I choose to test with iozone, let’s see what happens.

what I have so far is all based on 100Mbps:-

lacie – LaCie Ethernet Disk mini 250GB, Linux Embedded - 2.4.25-lacie6, 266MHz CPU, 32MB RAM, 250GB 7200rpm 8MB cache ubuntu – Ubuntu 6.06 LTS server, my system above, No RAID because Ubuntu doesn’t support my fake RAID winxp64 – Windows XP x64 Profession, RAID 0 (nVRAID - onboard)

for limited time, this is all I have tested. When I get more stuffs, we might see more details.

   

   As you know from the review, Lacie Ethernet disk mini is low-end product, so the performance is not that good. But comparing to how convenient & green–low power consumption–it is, it’s still great.

   

   Ubuntu has so impressive result. Larger record size, the faster transfer rate you will get. By the way, the common record size that transfers through network is 64kB. So we might use 64kB result as a reference. About reading rate, you will see the effect of larger record size but not that much. I think it’s quite good in 100Mbps environment.

   

   Windows XP x64 is a choice that doesn’t come to my mind at first. I just want to find a reference for comparison with others. However, Windows XP 64bit performs so fantastic on writing test. You will see the missing data in some points; that mean that transfer rate is over 200kB. I have no idea why this happens. As soon as I found the answer. I let you know. About reaing rate, it’s about the same as Ubuntu. Just OS of you choice. Free or not is all up to you :-)

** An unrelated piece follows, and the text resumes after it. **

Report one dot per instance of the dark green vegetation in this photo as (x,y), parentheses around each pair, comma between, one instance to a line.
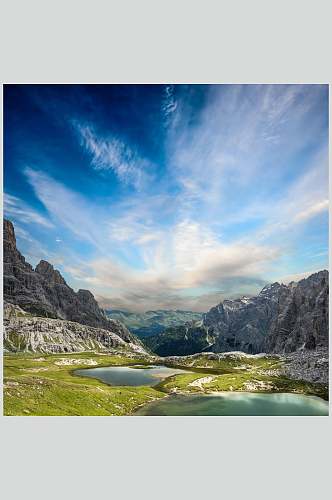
(152,322)
(182,340)
(43,385)
(39,384)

This is the first part of NAS testing, you will get more idea what is NAS. Next time, we will see how to tweak and get the best performance.

Step 4: Conclusion

There is no question that Windows XP x64 is far superior than others, especially in writing test. It doesn’t have large record size effect on reading test as well. I have tested several times to make sure if the rate is right; all I get is about the same. That make me wonder how write speed is that high, some are much over the 100Mbps limit. But it costs $140 more, so it’s up to you what platform are on your way. For me, I won’t select yet. I have to test on FreeBSD which supports this RAID and see what’s going on.

However, write and read rate of Ubuntu w/o RAID 0 are acceptable, especially read rate that’s better than WinXP64 for unknown reason (at least for me). It should be enough for NAS for sure. As soon as you upgrade the system to gigabit ethernet, it will show its potential underneath :-P Have fun to work on your NAS.